Ian Plimer has had a distinguished career in academia, presently holding the position of Professor of Mining Geology at the University of Adelaide and Emeritus Professor of Earth Sciences at the University of Melbourne, where he was Professor and Head from 1991-2005.
At almost 500 pages (and 2311 footnotes), Plimer takes the reader through a geological and environmental history of the planet. His recounting of geological history is linked closely to human societal trends, where he makes the close link between climate and the relative successes and failures of human society. He asserts that periods when the climate was "warm" were ultimately positive for societies, with colder periods linked to population declines, wars and, in some cases, extinction of whole civilisations.
Plimer argues that climate change is not occurring, or at least that any climate change that is occurring is not directly attributable to man. He argues that the climate today is in fact "cooler" than in more recent periods, such as the times when the Roman Empire was emerging and was at its cultural and economic peak.

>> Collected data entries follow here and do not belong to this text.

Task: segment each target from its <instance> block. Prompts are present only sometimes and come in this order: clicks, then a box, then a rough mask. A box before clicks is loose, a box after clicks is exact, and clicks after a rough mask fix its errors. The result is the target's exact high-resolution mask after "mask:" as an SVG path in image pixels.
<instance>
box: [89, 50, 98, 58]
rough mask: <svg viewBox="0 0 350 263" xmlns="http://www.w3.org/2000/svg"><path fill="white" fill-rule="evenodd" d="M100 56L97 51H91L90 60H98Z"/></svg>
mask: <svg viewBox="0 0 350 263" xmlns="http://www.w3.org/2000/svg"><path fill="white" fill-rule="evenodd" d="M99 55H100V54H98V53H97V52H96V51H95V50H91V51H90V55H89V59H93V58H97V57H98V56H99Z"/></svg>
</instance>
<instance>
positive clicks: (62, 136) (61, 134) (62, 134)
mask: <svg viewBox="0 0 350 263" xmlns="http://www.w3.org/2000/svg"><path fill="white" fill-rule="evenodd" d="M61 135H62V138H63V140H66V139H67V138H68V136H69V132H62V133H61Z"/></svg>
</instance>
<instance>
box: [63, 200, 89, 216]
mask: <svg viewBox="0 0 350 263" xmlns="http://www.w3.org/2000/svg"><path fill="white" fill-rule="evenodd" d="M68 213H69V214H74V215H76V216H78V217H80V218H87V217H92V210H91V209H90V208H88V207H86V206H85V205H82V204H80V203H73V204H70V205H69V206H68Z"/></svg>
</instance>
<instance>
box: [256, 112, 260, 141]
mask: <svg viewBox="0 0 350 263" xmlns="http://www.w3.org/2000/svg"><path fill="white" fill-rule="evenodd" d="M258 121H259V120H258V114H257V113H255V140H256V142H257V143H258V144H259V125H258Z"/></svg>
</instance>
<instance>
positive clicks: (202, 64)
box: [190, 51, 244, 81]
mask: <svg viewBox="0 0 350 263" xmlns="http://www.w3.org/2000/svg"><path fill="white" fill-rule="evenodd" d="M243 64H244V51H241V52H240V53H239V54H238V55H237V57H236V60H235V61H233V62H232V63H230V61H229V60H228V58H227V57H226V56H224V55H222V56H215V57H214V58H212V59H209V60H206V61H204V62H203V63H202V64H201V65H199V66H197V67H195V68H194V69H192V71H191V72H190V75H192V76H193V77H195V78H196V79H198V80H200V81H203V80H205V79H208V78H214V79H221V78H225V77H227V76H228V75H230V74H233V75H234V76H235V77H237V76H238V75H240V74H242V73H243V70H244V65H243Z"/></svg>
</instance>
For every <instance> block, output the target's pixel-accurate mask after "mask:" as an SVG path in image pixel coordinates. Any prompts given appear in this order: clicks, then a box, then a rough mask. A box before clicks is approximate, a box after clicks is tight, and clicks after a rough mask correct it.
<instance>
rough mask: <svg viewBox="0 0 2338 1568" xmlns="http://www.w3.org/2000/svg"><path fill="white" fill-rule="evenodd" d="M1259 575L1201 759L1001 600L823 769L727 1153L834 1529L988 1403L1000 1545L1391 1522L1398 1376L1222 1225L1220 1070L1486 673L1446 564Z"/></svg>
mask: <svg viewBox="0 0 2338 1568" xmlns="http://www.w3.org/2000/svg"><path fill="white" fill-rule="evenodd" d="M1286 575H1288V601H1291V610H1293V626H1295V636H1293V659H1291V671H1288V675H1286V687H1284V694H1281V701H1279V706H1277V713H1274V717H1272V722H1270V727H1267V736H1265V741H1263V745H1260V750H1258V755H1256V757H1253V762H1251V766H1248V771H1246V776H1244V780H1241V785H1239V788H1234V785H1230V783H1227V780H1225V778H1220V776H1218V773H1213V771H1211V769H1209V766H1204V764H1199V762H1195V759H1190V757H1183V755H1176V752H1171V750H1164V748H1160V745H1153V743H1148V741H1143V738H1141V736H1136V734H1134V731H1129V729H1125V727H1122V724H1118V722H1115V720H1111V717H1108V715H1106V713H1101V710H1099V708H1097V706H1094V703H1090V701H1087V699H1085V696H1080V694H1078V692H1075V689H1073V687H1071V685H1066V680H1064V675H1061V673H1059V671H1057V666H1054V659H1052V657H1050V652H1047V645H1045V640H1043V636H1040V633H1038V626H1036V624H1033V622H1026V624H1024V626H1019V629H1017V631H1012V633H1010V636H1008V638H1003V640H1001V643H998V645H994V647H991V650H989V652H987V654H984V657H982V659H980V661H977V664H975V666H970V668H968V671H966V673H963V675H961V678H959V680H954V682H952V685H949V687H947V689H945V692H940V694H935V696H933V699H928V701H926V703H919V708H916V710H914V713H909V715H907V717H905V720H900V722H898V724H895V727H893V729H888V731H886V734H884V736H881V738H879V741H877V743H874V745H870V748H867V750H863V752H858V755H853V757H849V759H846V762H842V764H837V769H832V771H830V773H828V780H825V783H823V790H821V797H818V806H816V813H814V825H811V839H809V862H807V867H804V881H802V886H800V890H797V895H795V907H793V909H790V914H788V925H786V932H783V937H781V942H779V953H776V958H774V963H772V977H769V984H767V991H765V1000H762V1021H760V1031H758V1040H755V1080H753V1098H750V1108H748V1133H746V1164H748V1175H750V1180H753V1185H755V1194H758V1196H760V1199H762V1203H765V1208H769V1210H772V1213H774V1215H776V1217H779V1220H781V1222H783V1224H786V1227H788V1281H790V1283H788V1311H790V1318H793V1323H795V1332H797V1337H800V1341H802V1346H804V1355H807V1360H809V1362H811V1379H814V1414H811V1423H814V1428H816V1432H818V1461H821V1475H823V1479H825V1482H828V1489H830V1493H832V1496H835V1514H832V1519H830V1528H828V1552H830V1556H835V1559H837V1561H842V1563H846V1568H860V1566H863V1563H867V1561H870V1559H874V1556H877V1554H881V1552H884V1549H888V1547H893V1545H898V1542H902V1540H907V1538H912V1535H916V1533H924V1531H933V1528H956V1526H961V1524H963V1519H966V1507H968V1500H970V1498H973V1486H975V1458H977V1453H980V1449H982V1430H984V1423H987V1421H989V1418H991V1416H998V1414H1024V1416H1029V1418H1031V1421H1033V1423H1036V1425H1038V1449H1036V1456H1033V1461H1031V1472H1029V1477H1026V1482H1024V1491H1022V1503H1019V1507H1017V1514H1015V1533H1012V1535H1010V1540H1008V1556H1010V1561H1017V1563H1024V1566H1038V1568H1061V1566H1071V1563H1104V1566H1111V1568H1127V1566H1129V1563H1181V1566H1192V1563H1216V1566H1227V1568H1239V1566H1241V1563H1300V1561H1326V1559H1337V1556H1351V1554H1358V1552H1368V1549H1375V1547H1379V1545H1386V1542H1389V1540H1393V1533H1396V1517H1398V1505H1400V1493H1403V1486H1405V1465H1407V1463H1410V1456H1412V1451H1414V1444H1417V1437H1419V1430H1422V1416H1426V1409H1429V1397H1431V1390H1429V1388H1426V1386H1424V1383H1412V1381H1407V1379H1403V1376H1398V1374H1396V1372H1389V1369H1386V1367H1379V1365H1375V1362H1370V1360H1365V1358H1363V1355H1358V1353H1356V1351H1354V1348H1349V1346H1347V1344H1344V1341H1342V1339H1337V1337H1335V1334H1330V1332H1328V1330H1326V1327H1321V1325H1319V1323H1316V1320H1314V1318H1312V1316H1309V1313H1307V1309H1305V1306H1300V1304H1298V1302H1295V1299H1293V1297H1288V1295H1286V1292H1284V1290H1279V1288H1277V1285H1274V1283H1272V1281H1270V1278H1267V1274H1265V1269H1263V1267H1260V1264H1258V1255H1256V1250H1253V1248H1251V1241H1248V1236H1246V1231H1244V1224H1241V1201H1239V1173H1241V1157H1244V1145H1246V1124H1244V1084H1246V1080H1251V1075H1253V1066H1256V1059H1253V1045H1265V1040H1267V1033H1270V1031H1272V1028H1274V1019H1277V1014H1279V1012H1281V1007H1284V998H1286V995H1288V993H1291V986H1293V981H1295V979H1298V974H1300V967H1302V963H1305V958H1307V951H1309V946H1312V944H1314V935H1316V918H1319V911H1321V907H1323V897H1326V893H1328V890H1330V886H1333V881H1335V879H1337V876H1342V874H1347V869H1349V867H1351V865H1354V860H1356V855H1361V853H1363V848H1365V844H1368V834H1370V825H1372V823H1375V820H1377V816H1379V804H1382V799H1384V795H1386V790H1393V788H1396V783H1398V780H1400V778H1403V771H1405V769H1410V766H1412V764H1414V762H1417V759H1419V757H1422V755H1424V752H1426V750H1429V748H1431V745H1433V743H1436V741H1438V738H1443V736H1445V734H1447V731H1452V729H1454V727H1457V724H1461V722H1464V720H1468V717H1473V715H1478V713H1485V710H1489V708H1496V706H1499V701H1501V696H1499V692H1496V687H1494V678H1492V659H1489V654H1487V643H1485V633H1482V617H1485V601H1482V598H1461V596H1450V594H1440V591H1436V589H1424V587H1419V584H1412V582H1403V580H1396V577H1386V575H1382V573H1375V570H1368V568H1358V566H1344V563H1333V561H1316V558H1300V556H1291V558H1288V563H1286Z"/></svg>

Plimer sets out a convincing but self-evidently controversial argument, attacking declarations about carbon pollution and carbon dioxide emissions, the evidence presented in the UN's IPCC reports and the questionable benefits of emission-trading and carbon reductions systems. His argument centres on climate being far more sophisticated and complex than some have asserted. He argues that looking at atmospheric climate alone, without proper consideration of the entire environmental system, is flawed.